Here,$\{q_i\}$ an enumeration of the rationals in the closed unit interval.Take $y=q_j\in \mathbb{Q}\cap [0,1]$.
I tried to gleen something from the following manipulation
\begin{align*} &\ \ \ \lim_{x\rightarrow q_j}\frac{1}{x-q_j}\sum_i 2^{-i}(|x-q_i|-|q_j-q_i|)\\ &=\lim_{x\rightarrow q_j}\frac{1}{x-q_j}(2^{-j}|x-q_{j}|+\sum_{i\ne j} 2^{-i}(|x-q_i|-|q_j-q_i|))\\ &=2^{-j}+\lim_{x\rightarrow q_j}\frac{1}{x-q_j}\sum_{i\ne j} 2^{-i}(|x-q_i|-|q_j-q_i|) \end{align*} Which I think will blow up, since the sum is some constant and the denominator blows up, with no chance of the differences in the numerator vanishing.
Is my work correct? How can I show this a little more rigorously than just saying some words? For example, am I justified in commuting the limit and the sum?
You can not bring $|x-q_j|$ out of the limit. In fact the non-differentability comes from the different left and right derivatives at $q_j$, not from the blowup, which does not occur: $f$ is an absolutely convergent series of convex functions, therefore it is convex. In particular the left and right derivatives exist at every point.
If you fix a rational $q_j$, then the difference between the left and right derivative of $f$ at $q_j$ is at least $2^{-j+1}$, coming from $2^{-j}|x-q_j|$: adding other convex functions can just increase the difference (use monotonicity of incremental ratios).
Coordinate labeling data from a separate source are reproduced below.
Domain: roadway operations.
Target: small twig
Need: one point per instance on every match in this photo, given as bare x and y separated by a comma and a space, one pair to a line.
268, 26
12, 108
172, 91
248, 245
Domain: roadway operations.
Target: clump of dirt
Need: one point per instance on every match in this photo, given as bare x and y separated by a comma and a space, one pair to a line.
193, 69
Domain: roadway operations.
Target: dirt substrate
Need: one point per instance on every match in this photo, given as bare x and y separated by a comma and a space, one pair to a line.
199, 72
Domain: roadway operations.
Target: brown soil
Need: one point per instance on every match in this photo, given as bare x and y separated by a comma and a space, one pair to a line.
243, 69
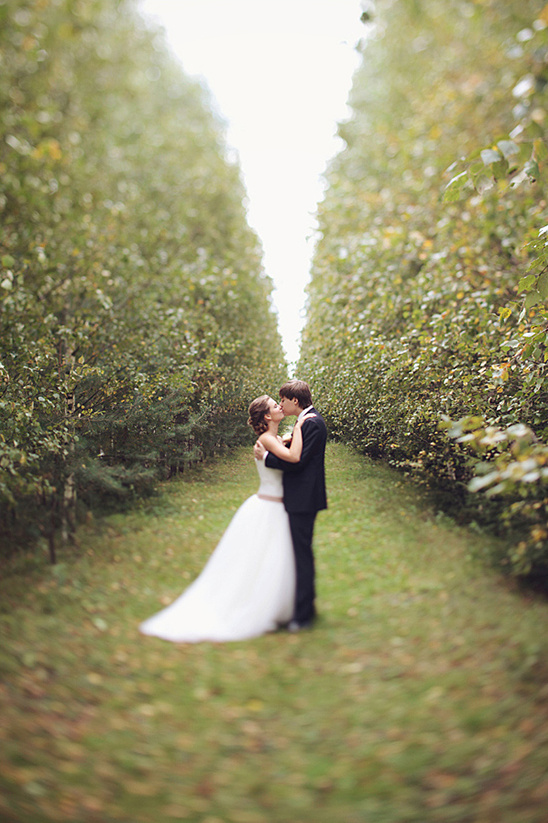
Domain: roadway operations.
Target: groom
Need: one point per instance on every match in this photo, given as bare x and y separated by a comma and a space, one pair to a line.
304, 493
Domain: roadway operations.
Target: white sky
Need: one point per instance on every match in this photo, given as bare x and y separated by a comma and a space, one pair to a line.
280, 73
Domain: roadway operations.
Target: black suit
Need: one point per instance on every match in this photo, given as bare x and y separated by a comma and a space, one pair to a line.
304, 497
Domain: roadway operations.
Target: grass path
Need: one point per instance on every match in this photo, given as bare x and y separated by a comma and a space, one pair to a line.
420, 697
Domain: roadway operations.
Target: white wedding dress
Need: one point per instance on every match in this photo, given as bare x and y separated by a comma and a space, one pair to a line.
247, 587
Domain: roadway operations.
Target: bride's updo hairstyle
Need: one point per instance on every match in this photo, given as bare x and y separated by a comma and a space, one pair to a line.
258, 408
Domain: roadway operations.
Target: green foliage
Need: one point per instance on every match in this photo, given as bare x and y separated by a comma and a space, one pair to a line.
429, 289
413, 648
136, 321
511, 464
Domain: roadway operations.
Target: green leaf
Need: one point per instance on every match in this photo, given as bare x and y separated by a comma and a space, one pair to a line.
532, 299
526, 282
542, 285
454, 188
490, 156
508, 148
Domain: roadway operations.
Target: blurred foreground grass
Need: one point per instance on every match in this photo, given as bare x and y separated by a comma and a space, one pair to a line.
420, 696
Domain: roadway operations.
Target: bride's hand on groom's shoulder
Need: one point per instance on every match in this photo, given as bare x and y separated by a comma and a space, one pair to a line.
258, 450
308, 416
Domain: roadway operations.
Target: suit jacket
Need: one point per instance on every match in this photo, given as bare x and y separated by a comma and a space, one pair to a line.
304, 482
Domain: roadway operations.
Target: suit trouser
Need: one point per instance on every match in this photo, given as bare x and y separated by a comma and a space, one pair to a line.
301, 525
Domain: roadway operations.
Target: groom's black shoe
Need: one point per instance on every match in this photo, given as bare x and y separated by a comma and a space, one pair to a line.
294, 626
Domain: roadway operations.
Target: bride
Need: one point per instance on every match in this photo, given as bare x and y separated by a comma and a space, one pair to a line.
247, 587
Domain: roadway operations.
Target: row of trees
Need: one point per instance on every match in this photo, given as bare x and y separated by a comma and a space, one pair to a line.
427, 325
136, 319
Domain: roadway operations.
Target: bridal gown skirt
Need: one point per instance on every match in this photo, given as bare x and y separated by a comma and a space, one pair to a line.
247, 587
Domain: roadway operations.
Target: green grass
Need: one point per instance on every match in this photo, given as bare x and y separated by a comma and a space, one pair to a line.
420, 695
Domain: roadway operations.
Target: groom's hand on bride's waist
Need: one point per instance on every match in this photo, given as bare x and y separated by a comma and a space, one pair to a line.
259, 450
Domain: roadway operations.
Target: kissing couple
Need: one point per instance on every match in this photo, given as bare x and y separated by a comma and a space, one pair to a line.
261, 575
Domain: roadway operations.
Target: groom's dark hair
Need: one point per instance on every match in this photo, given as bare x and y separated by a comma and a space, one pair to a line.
297, 390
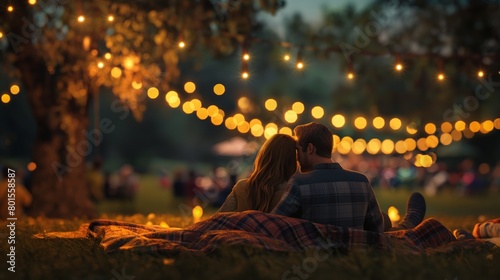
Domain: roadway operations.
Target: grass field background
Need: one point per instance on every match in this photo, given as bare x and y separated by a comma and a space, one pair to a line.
85, 259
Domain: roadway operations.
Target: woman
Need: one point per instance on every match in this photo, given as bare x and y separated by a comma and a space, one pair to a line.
274, 165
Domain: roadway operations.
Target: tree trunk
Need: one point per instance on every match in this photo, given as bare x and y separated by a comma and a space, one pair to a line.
62, 142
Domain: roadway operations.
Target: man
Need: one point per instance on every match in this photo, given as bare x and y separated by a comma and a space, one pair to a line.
328, 194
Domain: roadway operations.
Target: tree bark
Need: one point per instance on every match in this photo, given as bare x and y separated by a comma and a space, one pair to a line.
61, 146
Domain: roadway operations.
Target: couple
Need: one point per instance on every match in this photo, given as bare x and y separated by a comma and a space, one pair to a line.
322, 192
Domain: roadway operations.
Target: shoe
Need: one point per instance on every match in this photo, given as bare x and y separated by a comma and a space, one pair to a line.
415, 212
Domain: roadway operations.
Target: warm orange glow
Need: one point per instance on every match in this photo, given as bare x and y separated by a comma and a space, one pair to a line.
317, 112
387, 146
5, 98
244, 127
373, 146
474, 126
271, 104
164, 224
430, 128
338, 121
298, 107
446, 127
136, 85
460, 125
14, 89
189, 87
445, 139
286, 130
410, 128
360, 123
31, 166
202, 113
393, 214
378, 122
257, 130
395, 123
291, 116
219, 89
153, 92
400, 147
197, 213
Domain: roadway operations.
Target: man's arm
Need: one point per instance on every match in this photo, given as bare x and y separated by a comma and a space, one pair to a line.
373, 220
289, 204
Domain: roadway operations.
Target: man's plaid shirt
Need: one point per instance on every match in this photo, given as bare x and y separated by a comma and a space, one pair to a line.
332, 195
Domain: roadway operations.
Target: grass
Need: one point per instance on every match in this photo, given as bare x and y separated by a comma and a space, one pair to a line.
84, 259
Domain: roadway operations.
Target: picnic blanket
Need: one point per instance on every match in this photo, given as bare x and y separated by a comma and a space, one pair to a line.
260, 230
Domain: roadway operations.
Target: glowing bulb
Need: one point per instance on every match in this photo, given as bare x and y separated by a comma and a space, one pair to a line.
197, 213
5, 98
393, 214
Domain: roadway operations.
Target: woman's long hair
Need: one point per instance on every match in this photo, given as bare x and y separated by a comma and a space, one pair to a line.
275, 164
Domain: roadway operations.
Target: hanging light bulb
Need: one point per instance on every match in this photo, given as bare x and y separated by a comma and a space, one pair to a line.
299, 63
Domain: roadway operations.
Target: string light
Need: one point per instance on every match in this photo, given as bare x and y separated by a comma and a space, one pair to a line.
244, 70
299, 64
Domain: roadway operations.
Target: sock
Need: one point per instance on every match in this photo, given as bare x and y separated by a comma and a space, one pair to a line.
415, 212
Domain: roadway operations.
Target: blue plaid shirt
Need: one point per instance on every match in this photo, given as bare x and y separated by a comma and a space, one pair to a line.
332, 195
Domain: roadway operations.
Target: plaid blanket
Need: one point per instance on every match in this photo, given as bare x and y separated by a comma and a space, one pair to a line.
261, 230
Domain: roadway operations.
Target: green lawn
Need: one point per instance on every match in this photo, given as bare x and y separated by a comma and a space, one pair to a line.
84, 259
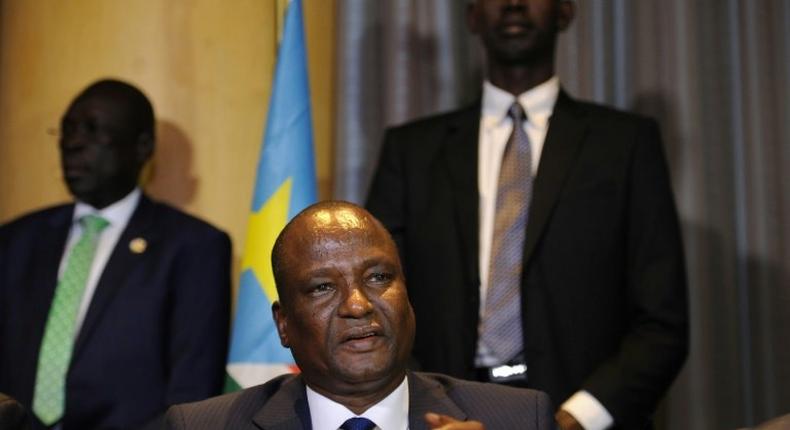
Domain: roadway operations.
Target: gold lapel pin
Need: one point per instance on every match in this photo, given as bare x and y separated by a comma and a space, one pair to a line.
138, 245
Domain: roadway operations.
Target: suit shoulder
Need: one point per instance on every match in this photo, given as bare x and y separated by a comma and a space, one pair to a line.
439, 120
608, 114
34, 220
496, 406
227, 410
176, 220
460, 386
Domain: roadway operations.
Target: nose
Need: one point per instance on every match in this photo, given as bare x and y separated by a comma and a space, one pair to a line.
356, 304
We can see that indeed the differences in the numerator do cancel out: when $x$ approaches $q_j$, for more and more rationals $q_i$ it will be true that $x$ and $q_j$ are on the same side of $q_i$, therefore yielding $\big||x-q_i|-|q_j-q_i|\big|=|x-q_j|$; while if they are not on the same side, say $q_j<q_i<x$, then $|x-q_i|-|q_j-q_i|\leq 2|x-q_j|$.